Investors: “The market feels risky right now. I’ll just park my money in this high-yield savings account earning 5% and wait for the dust to settle.”
Stock market: LOL
A cruel irony of investing is that when you seek shelter, you’ll likely overestimate the probability of a storm. That’s exactly what we’ve seen since the October low, with $900 billion moving into money market funds from that time.
One of the most important things for investors to learn is that the bad news that you fear can come to fruition, but it’s likely that at some point, the market will have fully discounted whatever eventually comes to pass. That’s not exactly what happened this time around, but close enough.
The Fed aggressively raised rates to slow rising prices. The thinking behind this is that increasing the cost of capital should slow down the economy. Those actions should lead to lower earnings per share. Earnings drive stocks, and therefore, the market fell precipitously.
When the market falls because an agreed-upon set of circumstances is expected to worsen, in this case, higher rates leading to a recession, the collective group tends to overreact. The impossible thing about this is that you don’t know when enough is enough. That day, inexplicably, was October 13, 2022, when CPI came in way hotter than expected.
Inflation was running at 8.2% year over year, and 0.4% month over month.
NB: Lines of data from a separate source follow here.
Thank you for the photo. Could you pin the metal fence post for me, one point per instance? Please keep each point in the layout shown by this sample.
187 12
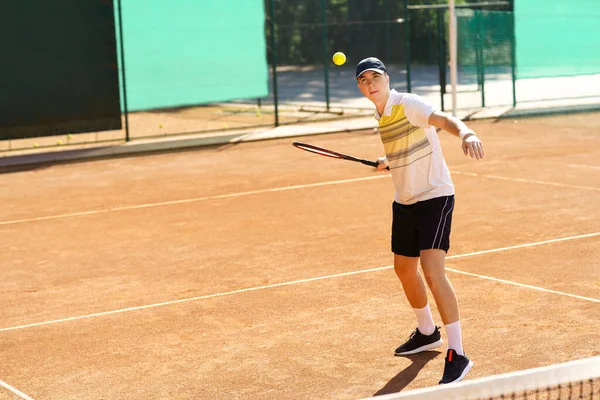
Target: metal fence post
407 48
513 54
274 60
125 112
325 51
At the time, the Fed had already raised rates five times, with three consecutive hikes of 75 basis points. And they wouldn’t stop until their job was done.
Initially, the stock market didn’t like this news, gapping down 1.5% at the open, sitting 27% below its peak from earlier in the year. There was no reason to think that was the bottom, considering that the tightening had yet to impact the broader economy. If stocks were down this much when things were okay, what would happen if the economy actually weakened?
And then, just like that, somebody turned off the selling and the sun came out. The market closed up 2.5% on the session. And that was the bottom.
The S&P 500 is up 24% since the bottom. The Nasdaq-100 is up 42%. They’re both less than 5% away from an all-time high. I didn’t expect this. I don’t think anybody did. And all while you can get 5% risk-free in a money market fund.
The market has no mercy. It almost never does what you think it’s going to do. You have to let go of the illusion that you can outsmart it.
Every time the market either rises or falls more than you think it can, that should be a reminder that you need to have a game plan. Relying on your intuition is setting yourself up for disaster.